For a stationary point dS/dr = 0

For a fraction to equal 0, the numerator equals 0.

Therefore 0 = 10 π r³ – 17280π

17280 π = 10 π r³

r³  = 1728

r = 12

When r = 12, S = (5π/3) (12)² + 5760π/12 

S = 240 π + 480 π

S = 760 π   (~ 2260 but leave in terms of π)

A sketch:

From the graph the stationary point appears to be a minimum. To confirm this, find the second derivative:

d²S/dr² = 10 /3 + 11520 /r3

d²S/dr² = a  positive term + another positive term

Hence the curve is concave up.  It is confirmed that the stationary point is a minimum.

How to Use the Discriminant

Solve for k, given Y_Parabola = 1x² + (2k + 10)x + k² + 5,  tangent to the x-axis.

 Mary says “Obviously”, b² – 4ac = 0              (Johnny says, "This may not be obvious.  I will provide a note below.)

(2k + 10)2 – 4(1)( k2 + 5) = 0	Substitution of  a = 1, b = 2k + 10 and c = k2 + 5
4k2 + 40k + 100 –  4k2  – 20 = 0	Expand
40k = -80
k = -2	Done.

               

Note:  At the point where a line is tangent to a parabola, Y_Parabola = Y_Line. Therefore Y_Parabola – Y_Line = 0_.  But in this case the tangent line is the x-axis (given) so the line is simply y = 0.  (or, y = 0x + 0 if you want to be precise!) Since the gradient of y = 0 must be m = 0, we know the tangent is horizontal.
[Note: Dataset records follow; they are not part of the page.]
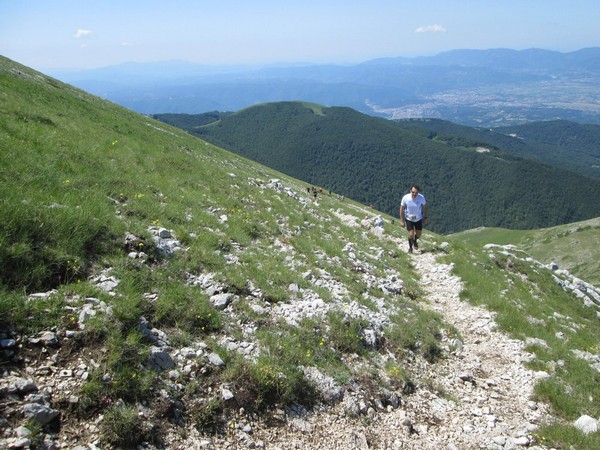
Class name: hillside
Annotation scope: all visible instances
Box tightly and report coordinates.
[0,58,600,450]
[399,119,600,178]
[157,102,600,233]
[457,218,600,286]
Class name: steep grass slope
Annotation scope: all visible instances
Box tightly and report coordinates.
[0,58,600,449]
[164,102,600,233]
[455,218,600,286]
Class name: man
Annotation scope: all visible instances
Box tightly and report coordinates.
[400,184,429,253]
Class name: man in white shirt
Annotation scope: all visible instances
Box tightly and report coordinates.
[400,184,429,253]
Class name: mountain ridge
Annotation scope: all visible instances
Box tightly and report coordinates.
[48,48,600,126]
[0,58,600,450]
[156,102,600,233]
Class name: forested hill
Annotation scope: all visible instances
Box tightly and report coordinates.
[398,119,600,178]
[156,102,600,233]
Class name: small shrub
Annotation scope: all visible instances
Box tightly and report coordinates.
[100,405,145,448]
[192,398,224,433]
[327,312,367,355]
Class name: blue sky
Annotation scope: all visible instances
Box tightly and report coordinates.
[0,0,600,70]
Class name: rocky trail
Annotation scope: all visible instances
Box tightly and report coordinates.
[0,222,548,450]
[189,248,547,450]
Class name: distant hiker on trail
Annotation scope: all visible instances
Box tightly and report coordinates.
[400,184,429,253]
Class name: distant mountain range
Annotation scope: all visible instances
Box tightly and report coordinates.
[51,48,600,126]
[155,102,600,233]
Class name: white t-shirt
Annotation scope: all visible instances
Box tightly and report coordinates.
[400,193,427,222]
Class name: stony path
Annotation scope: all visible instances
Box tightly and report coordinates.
[230,253,546,450]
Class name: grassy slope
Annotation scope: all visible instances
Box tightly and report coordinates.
[0,59,600,448]
[455,219,600,286]
[178,102,600,233]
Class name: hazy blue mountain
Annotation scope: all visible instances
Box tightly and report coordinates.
[52,48,600,126]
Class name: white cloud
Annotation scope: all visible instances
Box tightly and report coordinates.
[415,23,446,33]
[73,28,92,39]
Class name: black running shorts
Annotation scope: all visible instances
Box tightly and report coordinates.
[406,219,423,231]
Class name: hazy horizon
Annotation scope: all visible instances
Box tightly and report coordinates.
[0,0,600,71]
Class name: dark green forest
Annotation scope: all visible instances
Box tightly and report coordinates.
[398,119,600,178]
[155,102,600,233]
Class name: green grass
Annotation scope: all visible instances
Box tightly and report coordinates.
[447,237,600,449]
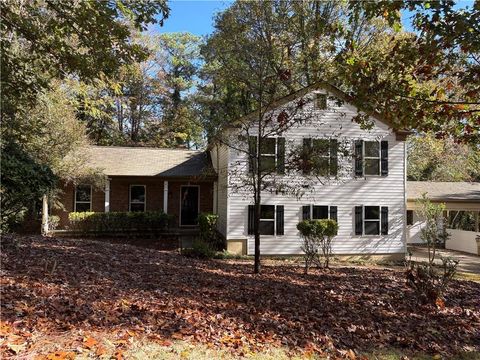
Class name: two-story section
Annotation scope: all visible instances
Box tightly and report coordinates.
[210,83,406,259]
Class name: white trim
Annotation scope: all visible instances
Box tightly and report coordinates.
[163,181,168,214]
[178,185,200,227]
[128,184,147,212]
[362,140,382,177]
[105,179,110,212]
[73,185,93,212]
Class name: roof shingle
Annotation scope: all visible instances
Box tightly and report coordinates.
[407,181,480,204]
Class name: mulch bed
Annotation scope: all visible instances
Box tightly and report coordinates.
[0,235,480,358]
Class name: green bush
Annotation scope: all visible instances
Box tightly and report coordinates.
[198,213,223,250]
[297,219,338,273]
[68,211,173,232]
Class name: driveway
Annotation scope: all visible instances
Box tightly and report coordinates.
[408,246,480,274]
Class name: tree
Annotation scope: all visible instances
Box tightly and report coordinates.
[407,133,480,181]
[341,0,480,144]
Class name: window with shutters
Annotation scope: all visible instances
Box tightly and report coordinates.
[74,185,92,212]
[129,185,146,211]
[363,206,380,235]
[302,138,338,176]
[249,136,285,174]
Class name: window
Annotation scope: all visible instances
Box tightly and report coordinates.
[355,206,388,235]
[315,94,327,110]
[74,185,92,212]
[260,138,277,172]
[407,210,413,225]
[260,205,275,235]
[302,138,338,176]
[363,206,380,235]
[363,141,380,175]
[129,185,145,211]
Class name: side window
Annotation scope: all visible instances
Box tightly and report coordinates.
[407,210,413,225]
[129,185,146,211]
[74,185,92,212]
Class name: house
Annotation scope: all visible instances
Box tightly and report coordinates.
[52,146,216,228]
[210,83,406,259]
[407,181,480,255]
[51,83,406,259]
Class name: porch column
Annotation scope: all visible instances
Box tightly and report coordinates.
[42,195,48,235]
[105,179,110,212]
[163,181,168,214]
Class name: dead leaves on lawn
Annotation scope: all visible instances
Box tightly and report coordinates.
[0,236,480,359]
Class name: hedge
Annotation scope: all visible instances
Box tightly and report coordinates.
[68,211,173,232]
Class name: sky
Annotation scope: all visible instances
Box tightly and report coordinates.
[149,0,233,36]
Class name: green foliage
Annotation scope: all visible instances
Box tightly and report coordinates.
[0,142,57,231]
[407,133,480,181]
[416,194,446,265]
[198,213,224,250]
[68,211,172,233]
[297,219,338,273]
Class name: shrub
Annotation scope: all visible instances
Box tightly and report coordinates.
[68,211,172,232]
[406,256,459,307]
[297,219,338,273]
[198,213,223,250]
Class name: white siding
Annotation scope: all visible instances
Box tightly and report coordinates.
[223,89,405,255]
[210,145,229,237]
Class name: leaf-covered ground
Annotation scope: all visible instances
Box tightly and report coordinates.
[0,235,480,359]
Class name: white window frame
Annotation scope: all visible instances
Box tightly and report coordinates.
[310,204,331,220]
[73,185,93,212]
[362,205,382,236]
[257,136,278,172]
[259,204,277,236]
[362,140,382,176]
[128,184,147,212]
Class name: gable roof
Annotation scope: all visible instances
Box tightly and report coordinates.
[224,81,411,140]
[86,146,215,177]
[407,181,480,207]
This only happens at a stationary point.  But a parabola only has one stationary point (the maximum or minimum).  In this case the stationary point touches the x-axis so it is also the only root of the parabola.  Consequently the discriminant, b² – 4ac is 0.  (Recall that, if there are two real roots b² – 4ac > 0, if there are no real roots b² – 4ac < 0.)

Calculus has only been used in the background to understand the problem.   We never found the first derivative.  This suggests an alternative but more complicated approach.

Alternate method:

m = dy/dx = 2x + 2k + 10 

As noted above, m = 0  (The tangent is horizontal).

0 = 2x + 2k = 10

0 = 2(x + k + 5)

0/2 = 0 = x + k + 5

x =  – k – 5 

Substitute this x into Y_Parabola = 0             (The tangent is the x-axis which is the line y = 0).

1x² + (2k + 10)x + k² + 5 = 0

(–k – 5)² + (2k + 10) (–k – 5) + k² + 5 = 0

k² + 10k + 25 – 2k² – 10k –10k – 50 + k² + 5 = 0

20 = -10k

k = -2          As before. Undoubtedly there exist even more complicated solutions but Johnny will stop here.